Monday, May 6, 2013

Fisika dan Luar Angkasa

Fisika dan Luar Angkasa
Fisika dan Luar Angkasa

Planet Bumi menyediakan segala yang manusia butuhkan untuk bertahan hidup juga memberi perlindungan dalam menghadapai keadaan iklim ekstrim. Medan elektromagnetis di planet ini menghentikan banyak partikel kecil berbahaya bagi manusia dan atmosfer memberi udara juga menghancurkan benda angkasa yang akan jatuh ke permukaan. Gravitasi mungkin dianggap oleh sebagian orang sebagai salah satu atribut Bumi yang mengurangi mobilitas manusia, tapi manusia telah beradaptasi dan menemukan bahwa gravitasi adalah faktor penting penunjang kelangsungan hidup hampir semua mahkluk.

1.    Gravitasi Nol
Manusia berhasil menyesuaikan diri dengan berbagai macam lingkungan termasuk panas di gurun dan dinginnya es di kutub. Lingkungan seperti itu sekilas terlihat seperti tempat yang tidak mungkin ditinggali, tapi manusia membuktikan kecerdasannya dengan mampu bertahan hidup dan menetap di sana. Didukung oleh perkembangan pesat bidang teknologi dan ilmu fisika, sepertinya manusia akan menemukan banyak cara baru mengatasi sulitnya proses adaptasi terhadap lingkungan ekstrim. Secara perlahan, kita mulai mencari tempat perlindungan baru dan berencana meninggalkan Bumi suatu hari nanti. Mungkin bukan generasi sekarang, tapi di masa depan. Kita berhadapan dengan banyak sekali kesulitan, salah satunya adalah gravitasi nol.
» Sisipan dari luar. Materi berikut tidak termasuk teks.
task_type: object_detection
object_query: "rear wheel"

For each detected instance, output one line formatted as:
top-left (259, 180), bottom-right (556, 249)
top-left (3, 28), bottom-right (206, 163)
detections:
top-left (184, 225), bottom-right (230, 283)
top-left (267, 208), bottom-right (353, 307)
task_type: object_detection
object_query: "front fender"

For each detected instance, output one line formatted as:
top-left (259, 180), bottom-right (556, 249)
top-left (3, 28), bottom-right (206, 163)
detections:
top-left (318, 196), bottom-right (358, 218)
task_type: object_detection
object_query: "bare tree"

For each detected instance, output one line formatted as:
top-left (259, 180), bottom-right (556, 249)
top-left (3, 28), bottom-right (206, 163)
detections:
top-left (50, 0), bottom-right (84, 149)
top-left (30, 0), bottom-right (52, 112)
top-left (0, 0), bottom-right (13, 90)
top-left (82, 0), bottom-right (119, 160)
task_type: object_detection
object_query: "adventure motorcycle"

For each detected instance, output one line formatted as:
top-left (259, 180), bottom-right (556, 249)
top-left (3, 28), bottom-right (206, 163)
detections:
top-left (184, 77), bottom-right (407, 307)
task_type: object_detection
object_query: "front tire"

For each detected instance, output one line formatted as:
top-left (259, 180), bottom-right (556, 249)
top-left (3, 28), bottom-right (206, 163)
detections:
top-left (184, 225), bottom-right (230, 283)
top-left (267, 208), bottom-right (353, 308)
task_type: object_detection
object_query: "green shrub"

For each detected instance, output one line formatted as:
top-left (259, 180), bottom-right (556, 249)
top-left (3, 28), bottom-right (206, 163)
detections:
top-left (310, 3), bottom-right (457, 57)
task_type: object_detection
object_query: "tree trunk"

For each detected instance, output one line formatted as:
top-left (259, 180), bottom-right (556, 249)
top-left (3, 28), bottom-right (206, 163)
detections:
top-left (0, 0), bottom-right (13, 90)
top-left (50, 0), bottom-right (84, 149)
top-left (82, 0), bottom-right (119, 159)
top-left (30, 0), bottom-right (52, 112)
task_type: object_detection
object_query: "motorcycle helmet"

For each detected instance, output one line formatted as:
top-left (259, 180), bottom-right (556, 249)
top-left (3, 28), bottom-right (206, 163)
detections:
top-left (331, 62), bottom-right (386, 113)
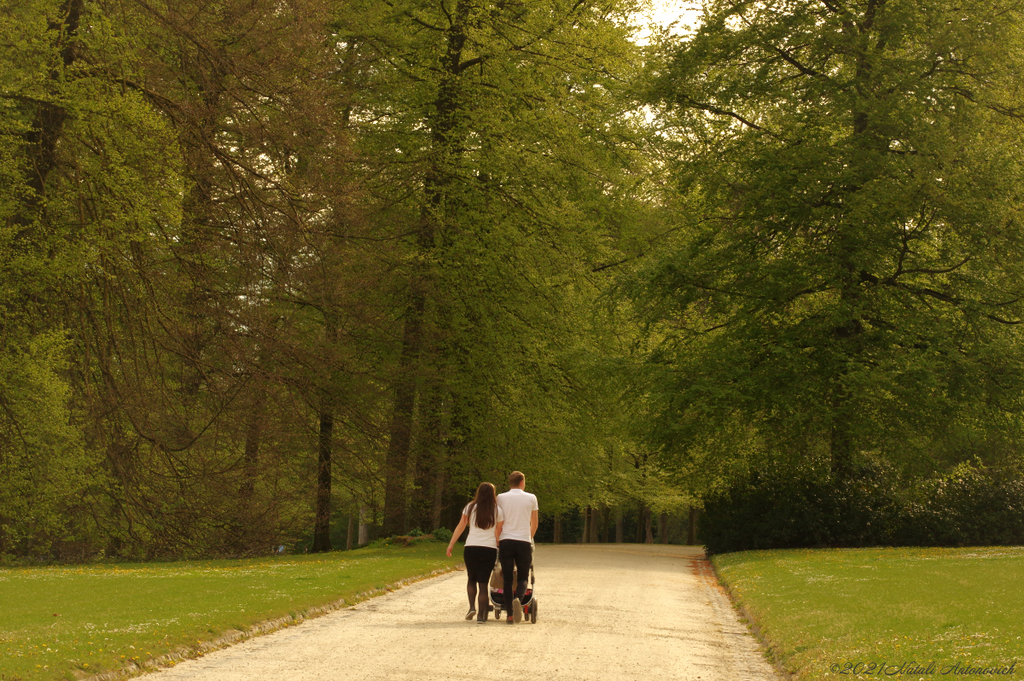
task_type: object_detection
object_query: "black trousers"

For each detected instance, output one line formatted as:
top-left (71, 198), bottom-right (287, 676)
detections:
top-left (498, 539), bottom-right (534, 614)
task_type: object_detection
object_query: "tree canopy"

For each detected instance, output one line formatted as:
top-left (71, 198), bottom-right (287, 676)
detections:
top-left (6, 0), bottom-right (1024, 559)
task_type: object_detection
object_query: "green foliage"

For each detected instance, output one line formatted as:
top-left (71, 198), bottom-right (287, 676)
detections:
top-left (0, 333), bottom-right (97, 560)
top-left (0, 542), bottom-right (460, 681)
top-left (712, 547), bottom-right (1024, 681)
top-left (631, 0), bottom-right (1024, 485)
top-left (699, 456), bottom-right (1024, 553)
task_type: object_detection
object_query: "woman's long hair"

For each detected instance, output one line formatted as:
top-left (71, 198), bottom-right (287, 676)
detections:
top-left (469, 482), bottom-right (498, 529)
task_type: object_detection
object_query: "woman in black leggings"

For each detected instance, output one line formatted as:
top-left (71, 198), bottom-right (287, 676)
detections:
top-left (447, 482), bottom-right (504, 625)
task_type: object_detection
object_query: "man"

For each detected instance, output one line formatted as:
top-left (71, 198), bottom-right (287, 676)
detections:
top-left (498, 471), bottom-right (539, 625)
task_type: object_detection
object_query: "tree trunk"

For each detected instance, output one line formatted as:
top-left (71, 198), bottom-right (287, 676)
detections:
top-left (358, 504), bottom-right (370, 546)
top-left (384, 292), bottom-right (426, 537)
top-left (312, 399), bottom-right (334, 553)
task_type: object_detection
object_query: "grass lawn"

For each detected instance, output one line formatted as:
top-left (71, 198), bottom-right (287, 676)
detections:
top-left (0, 540), bottom-right (462, 681)
top-left (713, 547), bottom-right (1024, 681)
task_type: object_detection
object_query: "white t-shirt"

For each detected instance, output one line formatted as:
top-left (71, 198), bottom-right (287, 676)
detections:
top-left (498, 487), bottom-right (540, 542)
top-left (462, 502), bottom-right (505, 549)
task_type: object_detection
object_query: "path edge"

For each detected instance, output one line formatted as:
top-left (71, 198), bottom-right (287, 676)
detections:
top-left (78, 565), bottom-right (465, 681)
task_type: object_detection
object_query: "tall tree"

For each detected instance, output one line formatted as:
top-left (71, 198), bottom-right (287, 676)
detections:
top-left (340, 0), bottom-right (647, 534)
top-left (636, 0), bottom-right (1024, 477)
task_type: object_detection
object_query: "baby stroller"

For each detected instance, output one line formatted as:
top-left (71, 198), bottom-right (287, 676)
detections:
top-left (487, 561), bottom-right (537, 625)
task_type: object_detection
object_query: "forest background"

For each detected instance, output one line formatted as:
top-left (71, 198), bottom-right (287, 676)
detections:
top-left (0, 0), bottom-right (1024, 560)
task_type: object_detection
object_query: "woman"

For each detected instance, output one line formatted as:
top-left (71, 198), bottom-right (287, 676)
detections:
top-left (447, 482), bottom-right (505, 625)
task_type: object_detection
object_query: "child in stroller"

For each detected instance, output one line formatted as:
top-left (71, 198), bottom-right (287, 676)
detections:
top-left (487, 561), bottom-right (537, 625)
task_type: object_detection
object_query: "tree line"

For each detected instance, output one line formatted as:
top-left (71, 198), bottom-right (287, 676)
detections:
top-left (0, 0), bottom-right (1024, 558)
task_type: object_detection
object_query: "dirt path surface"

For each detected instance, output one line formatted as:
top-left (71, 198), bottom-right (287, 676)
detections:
top-left (153, 544), bottom-right (778, 681)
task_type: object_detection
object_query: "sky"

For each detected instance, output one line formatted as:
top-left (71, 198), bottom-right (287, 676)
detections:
top-left (639, 0), bottom-right (699, 41)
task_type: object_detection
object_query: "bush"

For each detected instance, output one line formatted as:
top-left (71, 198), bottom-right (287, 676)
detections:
top-left (700, 456), bottom-right (1024, 553)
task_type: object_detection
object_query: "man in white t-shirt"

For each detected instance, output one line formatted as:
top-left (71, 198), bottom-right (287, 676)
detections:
top-left (498, 471), bottom-right (539, 625)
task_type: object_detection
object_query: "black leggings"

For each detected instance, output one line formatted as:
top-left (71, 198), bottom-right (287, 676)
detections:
top-left (462, 546), bottom-right (498, 620)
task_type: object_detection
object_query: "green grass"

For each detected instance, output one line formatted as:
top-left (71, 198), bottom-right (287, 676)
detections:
top-left (713, 547), bottom-right (1024, 681)
top-left (0, 540), bottom-right (462, 681)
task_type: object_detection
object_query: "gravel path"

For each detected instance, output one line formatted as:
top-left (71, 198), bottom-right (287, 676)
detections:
top-left (154, 544), bottom-right (779, 681)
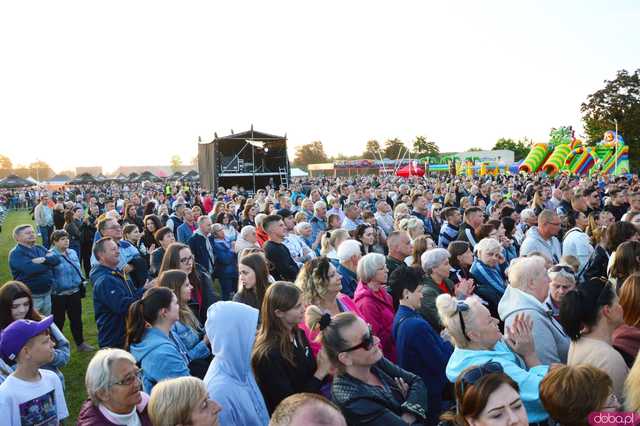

Mereka yang kini telah berhasil menjejakkan kaki di luar angkasa mungkin para astronot dari NASA dan beberapa orang kaya. Tapi di kemudian hari, semua orang sepertinya akan mendapat kesempatan yang sama juga. Siapapun orangnya, dia telah mampu menghadapi berbagai macam kesulitan, tantangan, dan pengalaman yang hanya bisa dirasakan oleh manusia modern. Penjelajahan luar angkasa benar-benar merupakan hal baru; nenek moyang manusia sepertinya juga tidak pernah membayangkan hal ini.

Menurut ilmu Fisika, keadaan dimana tidak ada gravitasi akan membuat manusia mengalami banyak kesulitan untuk melakukan hal-hal rutin seperti makan, minum, mandi, dsb; sebagian besar aktivitas manusia harus dilakukan dengan menggunakan alat bantu. Di awal perkembangan NASA, para ilmuwan belum yakin jika manusia bisa selamat tanpa gravitasi. Tidak ada yang tahu akibat yang akan ditimbulkan bagi tubuh manusia jika meninggalkan medan gravitasi.

Bahkan pada waktu itu, ilmuwan sangat khawatir tentang terjadinya perubahan bentuk organ tubuh manusia jika berada di area gravitasi nol; mata manusia mungkin berubah bentuknya, jantung mungkin tidak bisa memompa darah dengan baik, dsb.
Percobaan mengirim binatang ke luar angkasa menjadi langkah awal penjelajahan alam semesta. Kera menjadi pilihan karena bentuk organ tubuh yang sangat mirip dengan manusia. Kera bisa selamat, dan organ tubuhnya berfungsi dengan baik; ilmuwan pun yakin manusia bisa melakukan hal yang sama. Sekali lagi, gravitasi nol memberi tantangan lain; manusia selamat, tapi tubuh atau organnya mengalami perubahan kebiasaan.

Di Bumi, setiap kali kita beraktivitas, sel tubuh bergerak ke atas untuk membantu kerja tulang dan otot. Di keadaan gravitasi nol, sel tubuh tidak berfungsi seperti itu. Jika seorang astronot berada di luar angkasa selama dua tahun, kekuatan tulang di tubuh bagian bawah akan mengalami penurunan drastis. Saat dia kembali ke Bumi, tulang-tulangnya bisa remuk seketika sesaat setelah keluar pesawat.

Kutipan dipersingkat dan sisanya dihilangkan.